12.12 An investment in an entity can be a voting interest or an equity interest or both. A voting interest can apply to non-corporate as well as corporate entities, and is a right to participate in decision making concerning distributions, changes in the person’s constitution or the appointment of a director, broadly defined so that includes the persons who have management and control of an entity.

12.13 A look-through test applies to trace interests through interposed entities.

12.14 This approach is similar to that taken to determining whether or not two companies, two natural persons, and a company and a person other than a company, are associated under subpart YB 2 to YB 4 and YB 13 and YB 14, subject to the fact that for two companies, the test generally requires a 50 percent common ownership.[66] However, the application to trusts and partnerships seems somewhat different. While it would make sense to build so far as possible on existing definitions, it is likely to be preferable to do so by using a stand-alone definition which combines existing concepts plus the modifications necessary to ensure that New Zealand’s hybrid regime has the same scope as others enacted in accordance with Action 2.

Control group

12.15 Two persons will be in a control group if:

  • they are consolidated for accounting purposes, either under IFRS or applicable GAAP;
  • one of them effectively controls the other, or a single person effectively controls both;
  • one of them has a 50 percent or greater investment in the other, or a single person has a 50 percent or greater ownership of both; or
  • they are associated enterprises under Article 9 of the OECD Model Treaty, which defines when transfer pricing adjustments may be made. The Final Report states that countries should apply their own transfer pricing thresholds for this purpose, so that if transactions between two entities are subject to transfer pricing adjustments under domestic law, they are in a control group for purposes of the hybrid rules (Final Report, paragraph 367).

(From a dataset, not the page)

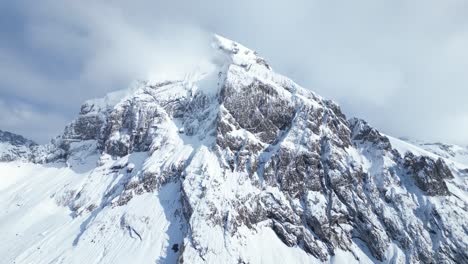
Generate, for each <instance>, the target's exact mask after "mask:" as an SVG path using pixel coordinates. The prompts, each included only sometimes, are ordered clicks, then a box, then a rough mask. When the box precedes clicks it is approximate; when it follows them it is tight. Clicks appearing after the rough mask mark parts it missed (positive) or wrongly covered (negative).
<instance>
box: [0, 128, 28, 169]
mask: <svg viewBox="0 0 468 264" xmlns="http://www.w3.org/2000/svg"><path fill="white" fill-rule="evenodd" d="M36 145H37V144H36V143H34V142H33V141H31V140H28V139H26V138H24V137H22V136H20V135H16V134H14V133H10V132H7V131H2V130H0V162H7V161H13V160H30V159H31V155H32V154H31V148H33V147H34V146H36Z"/></svg>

12.16 In determining control and ownership, the same rules apply as those in determining ownership interests for purposes of the related person definition. In particular, interests of persons who act together in respect of their interests, or are treated as doing so, will be aggregated as set out in paragraph 12.11 However, control is clearly a broader concept than ownership. For example, a substantial shareholder in a widely held company may have effective control over the appointment of directors, despite not having 50 percent of the rights to appoint the directors (Final Report, paragraph 364).

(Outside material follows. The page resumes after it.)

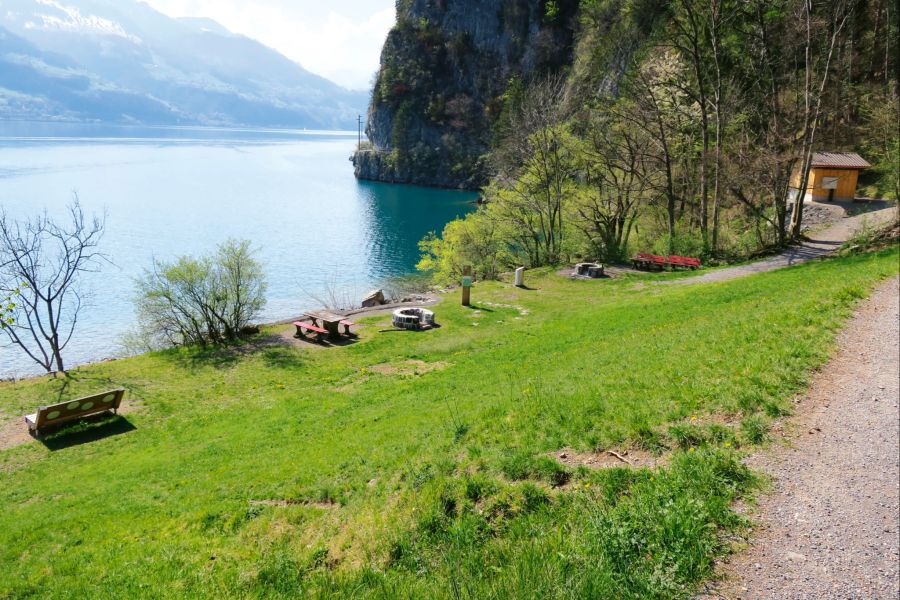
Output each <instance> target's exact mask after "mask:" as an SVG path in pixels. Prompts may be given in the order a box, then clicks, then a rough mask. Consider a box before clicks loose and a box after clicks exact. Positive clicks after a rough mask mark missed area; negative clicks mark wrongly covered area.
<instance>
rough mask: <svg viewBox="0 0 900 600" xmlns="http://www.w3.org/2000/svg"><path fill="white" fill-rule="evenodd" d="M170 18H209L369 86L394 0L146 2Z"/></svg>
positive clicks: (248, 36) (314, 0) (302, 64)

12.17 In the New Zealand context, in addition to the issues considered above in relation to the related person definition:

  • consideration will need to be given to whether the existing reference to “control by any other means” in section YB 2(3) would be interpreted by New Zealand’s courts in a manner consistent with its interpretation in the Final Report. If not, a separate definition may be required;
  • in accordance with the Final Report, two entities will be in a control group if they are associated persons for purposes of the transfer pricing provisions in subpart GC.

Payment

12.18 “Payment” includes non-monetary flows, such as a transfer of shares or any other asset. It includes not only things convertible into money, but also anything that would be paid for if provided at arm’s length. In New Zealand terms it would be covered by the definition of “money” which applies for purposes of the financial arrangement rules.

Submission point 12

Submissions are sought on any aspects of the OECD’s recommended definitions and how they could be adopted by New Zealand.

 

66 Also, the definition of a family member seems somewhat broader than the definition of a relative in section YA 1. For example, a person’s sister’s spouse is a family member but not a relative. We propose that the broader definition be used in this context.